Specifically if you need distributed coordination you run a separate
zookeeper cluster. If you need a batch compute engine you run a separate
spark cluster. If you need a streaming engine you deploy a separate Flink
or Apex pipeline. If you want to reuse and combine all these services to
make a new engine, you find yourself maintaining several different clusters
of machines, which just isn't practical.

IMO the paradigm needs to shift from services to libraries. If you need
distributed coordination import the zookeeper library and start the
zookeeper client, which will run zookeeper threads and turn your
application process into a member of the zookeeper quorum. If you need
compute import the compute engine library and start the compute engine
client and your application node will also turn into a worker node. When
you start a library it will discover the other nodes in your application to
form a cohesive cluster.

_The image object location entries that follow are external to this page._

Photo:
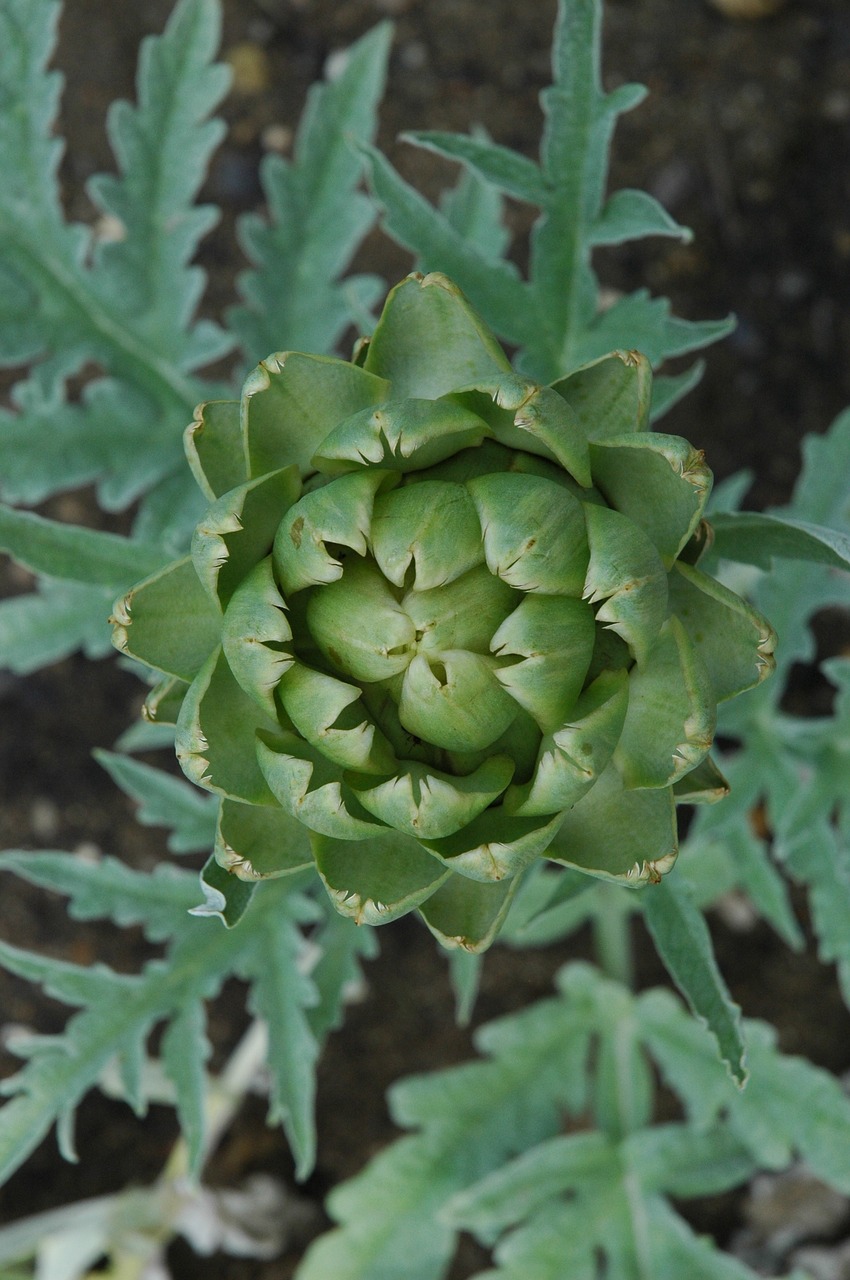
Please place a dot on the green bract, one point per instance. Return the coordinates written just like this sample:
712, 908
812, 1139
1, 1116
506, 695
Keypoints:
439, 621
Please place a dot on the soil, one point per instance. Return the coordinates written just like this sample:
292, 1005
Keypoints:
745, 137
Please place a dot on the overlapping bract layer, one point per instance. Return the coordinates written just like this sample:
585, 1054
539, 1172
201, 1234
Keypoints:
439, 621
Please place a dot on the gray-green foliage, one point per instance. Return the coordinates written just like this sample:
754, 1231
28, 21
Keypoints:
488, 1155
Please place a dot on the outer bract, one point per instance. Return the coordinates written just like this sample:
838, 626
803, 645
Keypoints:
439, 622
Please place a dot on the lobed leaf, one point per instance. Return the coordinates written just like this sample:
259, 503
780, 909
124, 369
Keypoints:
165, 801
684, 944
316, 216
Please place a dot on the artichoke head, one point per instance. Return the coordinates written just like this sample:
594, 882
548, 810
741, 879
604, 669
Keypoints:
439, 621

I think this shift has already begun. Calcite is a
library, not a query planning service. Also etcd allows you to run an etcd
instance in your application's process using a simple function call. Arrow
is also a library, not a service. And Apache Ignite is a compute engine
that allows you to run the Ignite compute engine in your application's
process https://ignite.apache.org/ .

If we shift to thinking of libraries instead of services, then it becomes
trivial to build new engines, since new engines would just be a library
that depends on other libraries. Also you no longer manage several
services, you only manage the service that you built.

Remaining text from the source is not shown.